A recomendação oficial, no planejamento, é definir unidades de avaliação — por atividade, posto, função, setor ou grupo similar de exposição —, de preferência compatíveis com as que já existem no PGR e na AEP. É o que permite consolidar resultados sem expor ninguém.

Pesquisa de clima não é avaliação psicossocial

O erro mais comum do mercado hoje: a empresa já fazia pesquisa de clima ou de engajamento, decide que aquilo "já cobre" a NR-1 e segue a vida.

Não cobre, por três motivos:

  • Finalidade diferente. Clima mede satisfação e percepção sobre a empresa; a avaliação psicossocial identifica fatores de risco na organização do trabalho, que é o que entra no inventário.

  • Ausência de validação. Questionários de clima costumam ser proprietários, montados sob medida e sem estudo de validação — não sustentam a justificativa técnica que a norma pede.

  • Destino diferente. O resultado de clima vira plano de RH; o da avaliação psicossocial precisa virar inventário de riscos e plano de ação dentro do PGR, com todas as consequências documentais disso.

Pesquisa de clima é útil e pode conviver com a avaliação. Ela só não substitui.

De quanto em quanto tempo refazer

Não há periodicidade autônoma só para riscos psicossociais. Vale a sistemática geral da NR-1: revisão no mínimo a cada dois anos — ou a cada três, na exceção prevista para organizações com certificação em sistema de gestão de segurança e saúde — e antes disso sempre que ocorrer alguma das situações previstas na norma, como mudança nos processos de trabalho, ocorrência de acidente ou doença relacionada ao trabalho, ou indicação de inadequação das medidas adotadas.

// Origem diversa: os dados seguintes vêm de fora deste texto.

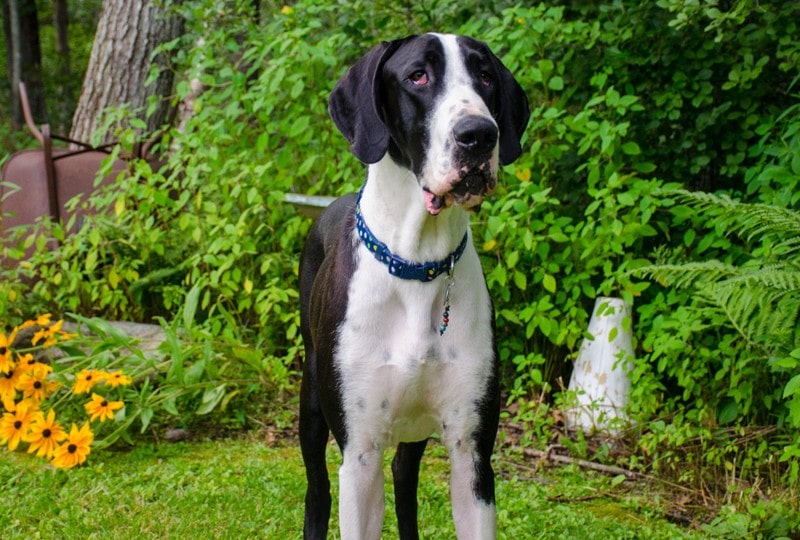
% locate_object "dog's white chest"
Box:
[336,246,493,447]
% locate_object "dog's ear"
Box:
[492,55,531,165]
[328,40,400,163]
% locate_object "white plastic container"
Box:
[565,296,633,435]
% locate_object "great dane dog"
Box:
[300,34,530,539]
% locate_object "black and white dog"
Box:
[300,34,530,539]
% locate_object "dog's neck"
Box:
[361,155,469,263]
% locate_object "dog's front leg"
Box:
[448,439,497,540]
[339,441,384,540]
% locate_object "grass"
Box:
[0,437,700,540]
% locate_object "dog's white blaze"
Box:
[420,34,499,195]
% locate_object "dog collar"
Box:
[356,189,467,281]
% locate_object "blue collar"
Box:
[356,188,467,281]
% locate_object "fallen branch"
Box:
[522,448,640,480]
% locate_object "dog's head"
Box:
[329,34,530,214]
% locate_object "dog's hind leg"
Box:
[299,358,331,540]
[392,439,428,540]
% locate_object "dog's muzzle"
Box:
[425,115,498,215]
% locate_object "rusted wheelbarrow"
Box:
[0,83,161,262]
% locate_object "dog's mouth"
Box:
[423,167,496,216]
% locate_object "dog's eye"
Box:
[408,69,428,86]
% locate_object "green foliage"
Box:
[0,0,800,524]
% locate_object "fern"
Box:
[633,190,800,356]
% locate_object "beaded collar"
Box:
[356,188,467,281]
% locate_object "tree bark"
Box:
[70,0,183,146]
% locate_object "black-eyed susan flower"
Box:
[17,353,45,373]
[0,332,14,371]
[105,370,132,388]
[17,364,59,401]
[22,409,67,459]
[0,369,21,411]
[0,401,36,451]
[83,394,125,422]
[52,422,94,469]
[72,369,105,394]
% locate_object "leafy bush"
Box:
[0,0,800,524]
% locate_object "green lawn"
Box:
[0,438,700,540]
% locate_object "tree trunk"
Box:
[70,0,183,146]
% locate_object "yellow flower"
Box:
[105,370,132,388]
[0,332,14,371]
[72,369,105,394]
[17,364,59,401]
[52,422,94,468]
[0,369,22,411]
[0,401,36,451]
[31,321,65,349]
[17,353,48,374]
[83,394,125,422]
[22,409,67,459]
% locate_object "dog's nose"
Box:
[453,116,498,153]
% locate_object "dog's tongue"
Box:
[425,191,444,216]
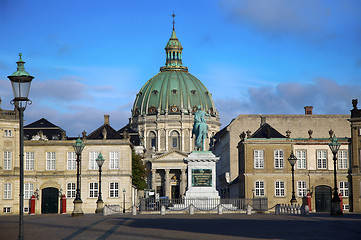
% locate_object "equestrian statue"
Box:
[192,106,209,151]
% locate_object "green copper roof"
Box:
[10,53,30,77]
[132,30,218,116]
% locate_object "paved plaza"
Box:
[0,214,361,240]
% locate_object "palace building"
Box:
[130,22,221,198]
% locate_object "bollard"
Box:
[132,205,137,216]
[160,205,165,215]
[305,205,310,216]
[247,204,252,215]
[218,204,223,215]
[189,204,194,215]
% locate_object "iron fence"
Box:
[139,197,268,211]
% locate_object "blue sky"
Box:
[0,0,361,136]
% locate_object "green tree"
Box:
[132,150,147,190]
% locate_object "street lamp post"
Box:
[71,138,85,217]
[123,188,126,213]
[8,53,34,239]
[328,135,342,215]
[95,153,105,213]
[288,150,297,205]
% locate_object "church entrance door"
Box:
[41,187,59,214]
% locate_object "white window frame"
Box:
[25,152,35,171]
[338,181,349,197]
[3,207,11,213]
[66,183,76,198]
[4,129,13,137]
[89,151,99,170]
[254,180,265,197]
[4,151,13,170]
[297,181,307,197]
[66,152,76,170]
[273,149,284,169]
[316,150,327,169]
[46,152,56,170]
[109,182,119,198]
[275,181,285,197]
[337,150,348,169]
[253,150,264,169]
[89,182,99,198]
[296,149,307,169]
[3,182,13,199]
[24,183,34,199]
[109,151,120,169]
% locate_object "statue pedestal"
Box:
[184,151,219,200]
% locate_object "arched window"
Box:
[149,131,157,149]
[169,130,180,150]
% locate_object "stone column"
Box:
[179,169,187,196]
[152,169,157,191]
[164,169,170,198]
[180,128,184,152]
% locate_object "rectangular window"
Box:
[255,181,264,197]
[4,183,12,199]
[89,152,99,169]
[25,152,35,171]
[296,150,306,169]
[4,129,13,137]
[339,182,348,197]
[317,150,327,169]
[337,150,348,169]
[172,137,178,147]
[4,151,12,170]
[109,182,119,198]
[253,150,264,168]
[66,183,76,198]
[67,152,76,170]
[275,181,285,197]
[109,152,119,169]
[24,183,34,199]
[46,152,55,170]
[297,181,307,197]
[274,150,283,168]
[3,207,11,213]
[89,183,98,198]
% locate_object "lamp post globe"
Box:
[71,138,85,217]
[95,153,105,213]
[123,188,126,213]
[8,53,34,239]
[328,135,343,216]
[288,150,297,205]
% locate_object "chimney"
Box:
[104,115,110,125]
[304,106,313,115]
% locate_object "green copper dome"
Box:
[132,29,218,116]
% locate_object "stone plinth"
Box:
[184,151,219,199]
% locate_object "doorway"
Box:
[41,187,59,214]
[315,185,332,212]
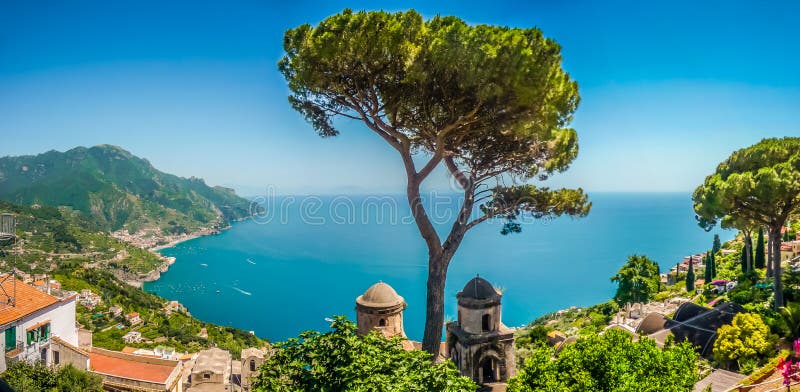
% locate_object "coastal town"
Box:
[0,0,800,392]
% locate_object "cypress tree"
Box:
[755,227,766,268]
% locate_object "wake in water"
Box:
[233,287,253,295]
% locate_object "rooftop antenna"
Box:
[0,213,17,309]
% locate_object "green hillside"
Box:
[0,145,255,234]
[0,201,163,278]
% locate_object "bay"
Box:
[144,193,735,341]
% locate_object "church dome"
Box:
[356,282,405,308]
[458,276,500,301]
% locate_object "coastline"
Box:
[118,219,236,288]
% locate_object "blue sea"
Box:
[144,193,735,341]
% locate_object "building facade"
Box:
[0,275,80,372]
[241,347,271,391]
[356,282,406,338]
[446,277,517,385]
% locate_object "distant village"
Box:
[0,271,516,392]
[0,271,270,392]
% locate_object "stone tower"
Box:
[241,347,272,392]
[356,282,406,338]
[446,277,517,384]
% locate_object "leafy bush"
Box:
[253,316,477,392]
[714,313,775,371]
[508,329,697,392]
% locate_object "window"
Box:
[6,326,17,351]
[38,323,50,341]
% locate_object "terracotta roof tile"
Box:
[89,352,177,384]
[0,277,58,325]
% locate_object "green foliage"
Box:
[508,329,697,392]
[714,313,775,367]
[692,137,800,307]
[0,145,250,231]
[611,255,661,305]
[514,325,553,347]
[778,302,800,342]
[278,9,591,353]
[3,361,103,392]
[253,316,477,392]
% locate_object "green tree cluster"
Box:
[714,313,775,370]
[253,316,477,392]
[692,137,800,309]
[611,255,661,305]
[508,329,697,392]
[278,10,591,354]
[2,361,103,392]
[778,302,800,341]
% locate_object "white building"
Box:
[0,275,81,372]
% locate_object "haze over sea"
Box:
[144,193,735,341]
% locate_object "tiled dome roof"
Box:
[356,282,405,308]
[459,276,500,300]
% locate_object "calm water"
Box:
[145,193,734,341]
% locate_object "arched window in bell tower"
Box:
[481,314,492,332]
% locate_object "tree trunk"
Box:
[767,233,773,278]
[769,225,783,309]
[744,232,753,273]
[422,255,448,361]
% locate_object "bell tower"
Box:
[446,276,517,385]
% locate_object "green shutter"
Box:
[6,326,17,351]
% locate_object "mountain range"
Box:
[0,145,251,234]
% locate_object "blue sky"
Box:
[0,1,800,194]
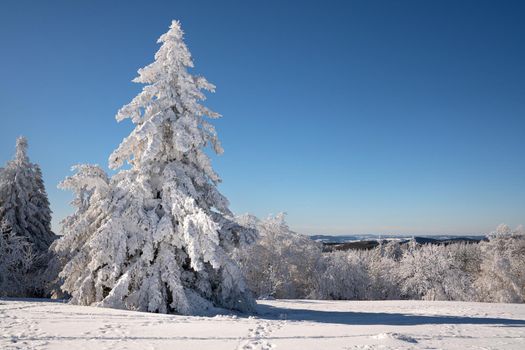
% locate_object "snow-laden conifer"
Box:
[0,137,56,296]
[55,21,253,314]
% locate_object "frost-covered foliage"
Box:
[239,225,525,303]
[475,225,525,303]
[396,244,478,300]
[237,213,321,298]
[0,137,56,296]
[54,21,254,314]
[311,251,370,300]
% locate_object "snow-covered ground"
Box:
[0,299,525,350]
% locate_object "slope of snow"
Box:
[0,299,525,350]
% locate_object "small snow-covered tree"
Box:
[238,213,321,299]
[312,251,370,300]
[475,224,525,303]
[54,21,253,314]
[0,137,56,296]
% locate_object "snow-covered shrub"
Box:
[238,214,321,299]
[0,137,56,297]
[366,241,403,300]
[475,225,525,303]
[398,244,473,300]
[54,21,254,314]
[311,250,370,300]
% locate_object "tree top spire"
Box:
[15,136,29,163]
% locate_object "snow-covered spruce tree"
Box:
[54,21,254,314]
[0,137,56,296]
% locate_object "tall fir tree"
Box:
[0,137,56,296]
[55,21,254,314]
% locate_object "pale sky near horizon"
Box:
[0,0,525,234]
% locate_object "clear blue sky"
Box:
[0,0,525,234]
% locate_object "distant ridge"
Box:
[310,235,486,251]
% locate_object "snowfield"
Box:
[0,299,525,350]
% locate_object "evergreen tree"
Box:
[0,137,56,296]
[55,21,253,314]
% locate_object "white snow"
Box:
[0,299,525,350]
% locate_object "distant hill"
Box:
[310,235,486,252]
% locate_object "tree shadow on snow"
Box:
[252,304,525,327]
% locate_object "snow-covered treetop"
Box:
[15,136,29,164]
[109,21,222,184]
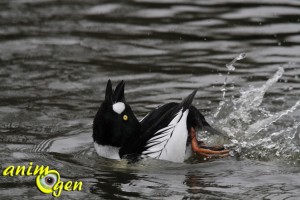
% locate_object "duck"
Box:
[92,80,229,163]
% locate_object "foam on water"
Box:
[209,67,300,160]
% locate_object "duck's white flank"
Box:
[113,102,125,114]
[143,109,189,162]
[94,142,120,160]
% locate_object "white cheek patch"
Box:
[113,102,125,114]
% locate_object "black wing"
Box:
[120,90,197,161]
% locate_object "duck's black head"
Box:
[93,80,140,147]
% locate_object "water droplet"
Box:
[226,64,235,71]
[236,53,246,60]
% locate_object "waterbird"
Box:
[92,80,229,163]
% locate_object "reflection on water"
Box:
[0,0,300,199]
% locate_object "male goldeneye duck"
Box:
[93,80,229,162]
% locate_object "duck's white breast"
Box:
[94,142,120,160]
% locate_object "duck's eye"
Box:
[36,170,60,194]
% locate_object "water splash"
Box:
[221,53,246,99]
[226,53,246,71]
[214,67,300,160]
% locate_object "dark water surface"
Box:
[0,0,300,199]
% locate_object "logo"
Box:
[2,162,82,197]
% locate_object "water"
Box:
[0,0,300,199]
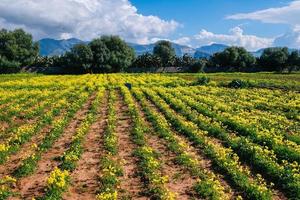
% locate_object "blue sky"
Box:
[0,0,300,51]
[131,0,291,37]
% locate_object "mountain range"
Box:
[38,38,296,58]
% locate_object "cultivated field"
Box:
[0,74,300,200]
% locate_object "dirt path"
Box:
[0,118,57,178]
[135,95,196,200]
[149,90,287,200]
[63,91,108,200]
[116,92,146,199]
[9,94,95,199]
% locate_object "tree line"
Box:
[0,29,300,74]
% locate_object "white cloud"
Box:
[226,0,300,26]
[0,0,179,43]
[226,0,300,49]
[274,26,300,49]
[193,27,274,51]
[173,37,191,46]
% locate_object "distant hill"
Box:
[38,38,87,56]
[38,38,196,56]
[38,38,295,58]
[196,44,229,55]
[128,43,196,56]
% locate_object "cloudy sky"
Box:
[0,0,300,50]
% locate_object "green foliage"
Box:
[228,79,251,88]
[211,47,256,71]
[259,47,289,72]
[101,36,135,72]
[196,76,210,85]
[132,53,162,68]
[0,29,39,68]
[66,44,93,72]
[0,55,20,74]
[153,41,176,67]
[89,38,110,72]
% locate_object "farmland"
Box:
[0,73,300,200]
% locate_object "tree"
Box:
[0,29,39,66]
[66,44,93,73]
[132,53,161,68]
[189,58,208,73]
[210,47,256,71]
[259,47,289,72]
[153,41,176,67]
[89,38,111,72]
[101,36,135,72]
[182,54,196,67]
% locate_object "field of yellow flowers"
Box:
[0,74,300,200]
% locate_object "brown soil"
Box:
[159,91,287,200]
[136,95,196,199]
[116,93,146,199]
[9,95,95,199]
[136,93,239,199]
[0,125,51,177]
[63,91,108,200]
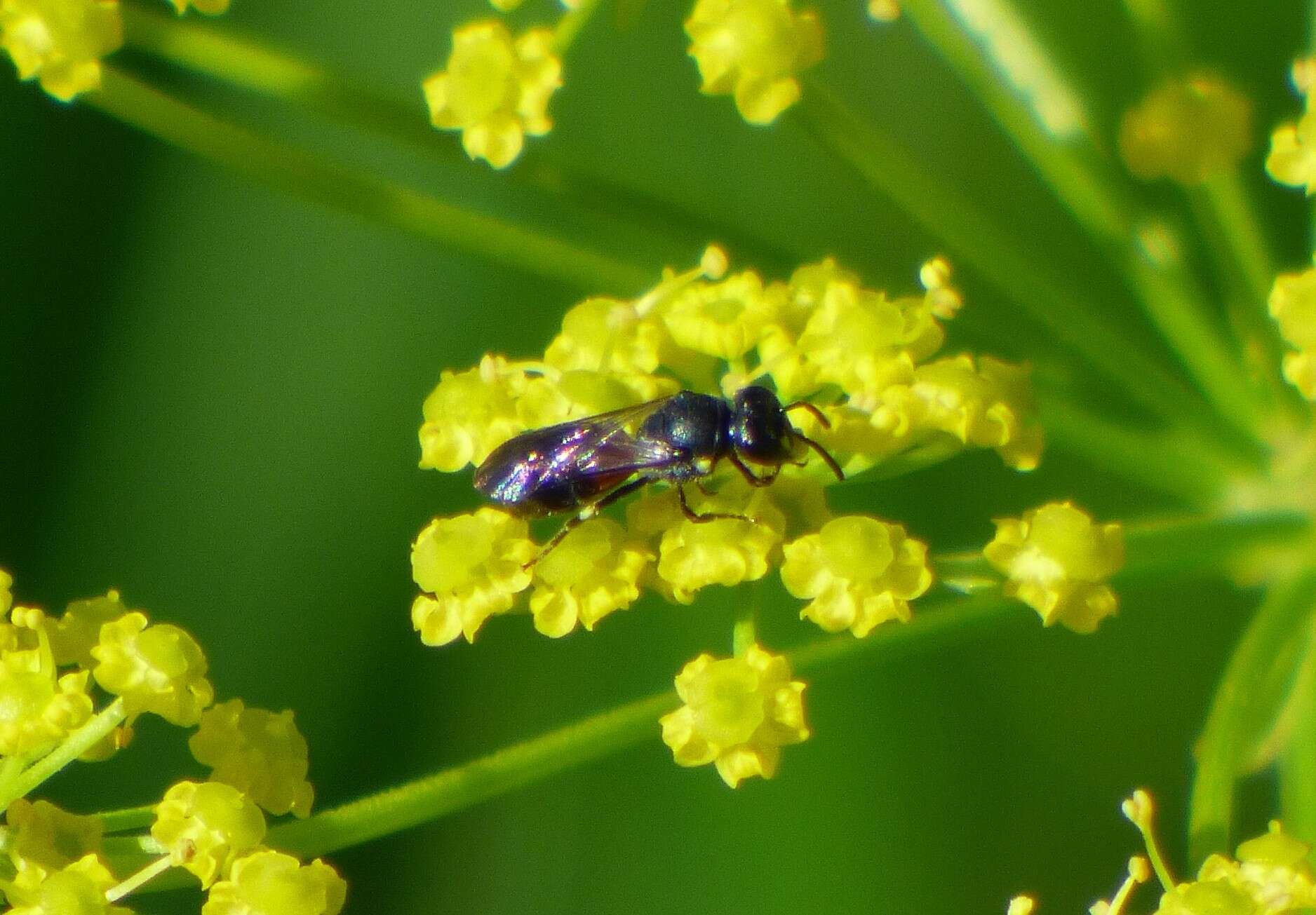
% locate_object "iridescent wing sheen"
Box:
[475,398,680,511]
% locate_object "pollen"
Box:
[685,0,823,123]
[1270,257,1316,400]
[152,781,264,888]
[661,646,810,787]
[0,0,123,101]
[187,700,314,816]
[1120,72,1251,185]
[422,20,562,168]
[530,518,652,637]
[412,509,538,646]
[1266,95,1316,196]
[983,502,1124,632]
[201,848,347,915]
[781,515,932,637]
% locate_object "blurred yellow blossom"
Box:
[685,0,823,123]
[152,781,264,888]
[4,798,102,870]
[1270,259,1316,400]
[201,848,347,915]
[530,518,652,637]
[1266,96,1316,196]
[1120,72,1251,184]
[170,0,229,16]
[983,502,1124,632]
[0,0,123,101]
[412,509,538,646]
[868,0,900,22]
[664,271,784,359]
[187,700,314,816]
[46,590,129,668]
[90,611,215,727]
[424,20,562,168]
[781,515,932,637]
[661,646,810,787]
[0,623,92,756]
[0,855,132,915]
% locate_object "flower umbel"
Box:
[685,0,823,123]
[983,502,1124,632]
[661,646,810,787]
[0,0,123,101]
[412,509,538,646]
[422,20,562,168]
[781,515,932,637]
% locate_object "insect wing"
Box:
[475,400,676,505]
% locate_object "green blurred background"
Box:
[0,0,1307,915]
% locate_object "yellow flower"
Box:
[0,0,123,101]
[0,855,132,915]
[170,0,229,16]
[626,477,786,604]
[1270,259,1316,400]
[46,590,129,668]
[685,0,823,123]
[90,611,215,727]
[1120,72,1251,184]
[781,515,932,637]
[152,781,264,888]
[187,700,314,816]
[201,848,347,915]
[544,297,667,374]
[1266,100,1316,190]
[659,646,810,787]
[0,630,92,756]
[424,20,562,168]
[419,356,539,472]
[530,518,652,637]
[983,502,1124,632]
[873,355,1042,470]
[664,271,784,359]
[4,798,102,870]
[412,509,538,646]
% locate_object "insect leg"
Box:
[676,484,758,524]
[521,477,652,569]
[727,451,778,487]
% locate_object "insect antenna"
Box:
[781,401,832,428]
[795,433,845,481]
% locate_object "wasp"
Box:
[475,385,845,568]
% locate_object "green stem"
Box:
[901,0,1258,438]
[0,700,125,810]
[553,0,600,57]
[269,597,1019,858]
[1188,571,1316,864]
[96,804,155,834]
[791,80,1226,444]
[84,66,655,293]
[1037,388,1245,508]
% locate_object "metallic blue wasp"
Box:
[475,385,845,567]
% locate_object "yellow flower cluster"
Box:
[0,0,123,101]
[1120,72,1251,184]
[412,248,1041,644]
[422,20,562,168]
[1266,59,1316,196]
[661,646,810,787]
[0,572,345,915]
[685,0,823,123]
[1270,257,1316,400]
[983,502,1124,632]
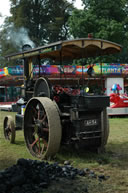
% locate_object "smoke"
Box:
[7,26,35,49]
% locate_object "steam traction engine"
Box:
[4,38,121,159]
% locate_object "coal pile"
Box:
[0,159,108,193]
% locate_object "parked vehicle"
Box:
[4,38,121,159]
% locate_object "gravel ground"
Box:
[0,158,108,193]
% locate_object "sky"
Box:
[0,0,82,25]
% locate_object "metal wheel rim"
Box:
[24,97,61,159]
[34,77,51,98]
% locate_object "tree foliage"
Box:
[69,0,128,62]
[0,0,73,66]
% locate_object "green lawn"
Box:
[0,111,128,193]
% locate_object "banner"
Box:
[0,63,128,78]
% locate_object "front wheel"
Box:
[24,97,61,159]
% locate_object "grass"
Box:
[0,111,128,193]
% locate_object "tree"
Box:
[69,0,128,62]
[0,0,73,64]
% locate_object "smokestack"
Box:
[22,44,32,51]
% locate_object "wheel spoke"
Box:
[24,97,61,159]
[30,137,39,147]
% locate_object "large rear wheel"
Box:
[24,97,61,159]
[98,109,109,152]
[3,115,16,143]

Na prática, reestruturação, mudança relevante de jornada ou de metas e afastamentos recorrentes em uma mesma área são gatilhos de reavaliação — não assunto para o ciclo seguinte.

O que isso exige de você

  • Decida o método antes de contratar o instrumento, e escreva o critério. Meia página que explique porte, riscos conhecidos e escolha vale mais, numa fiscalização, do que um relatório de 80 páginas sem justificativa.

  • Confira o que o fornecedor está vendendo: qual versão, validada por quem, aplicada sem modificação, com anonimato garantido de que forma.

  • Combine o questionário com o resto. Ele é uma fonte de dados, não o processo. AEP, inventário e plano de ação continuam sendo obrigatórios.

  • Não comece se não houver intenção de agir. É a primeira orientação das diretrizes internacionais do próprio COPSOQ, e é também o que a fiscalização enxerga mais rápido.

  • Guarde a trilha inteira: critério da escolha, aplicação, análise técnica, incorporação ao inventário, plano de ação e acompanhamento.

Quem conduz esse processo e quem responde por ele é assunto do nosso guia sobre quem pode aplicar a avaliação psicossocial. O mapa completo das obrigações da norma está no guia da NR-1.

Perguntas frequentes

A NR-1 obriga a usar COPSOQ?

Não. Nem COPSOQ, nem HSE-IT, nem qualquer outro instrumento. O MTE afirma que o uso de questionários não é obrigatório e que métodos qualitativos e participativos são caminhos válidos. Não existe instrumento oficial no Brasil.

O COPSOQ é gratuito?

As diretrizes da rede internacional afirmam que o COPSOQ é um instrumento livre e público. Isso não significa que qualquer uso seja permitido: a aplicação deve seguir as condições de uso da rede — versão nacional validada, sem modificação, com todos os itens obrigatórios, anonimato e participação das partes.

Posso usar os dois?

Pode, mas raramente compensa. Dois instrumentos cobrindo o mesmo terreno dobram o tempo de resposta e cansam quem responde, o que piora a qualidade do dado. Melhor escolher um adequado e investir o esforço na análise e no plano de ação.

O resultado do questionário vira laudo?

Não. O resultado é insumo técnico: precisa ser analisado e incorporado à AEP e ao inventário de riscos. A NR-1 não exige laudo assinado — exige metodologia adequada, plano de ação e gestão documentada.

Quem pode aplicar?

Como regra geral, a NR-1 e a NR-17 não definem categoria profissional exclusiva; a organização designa responsável ou equipe com competência técnica compatível com seus riscos. O tema tem guia próprio: quem pode aplicar a avaliação psicossocial.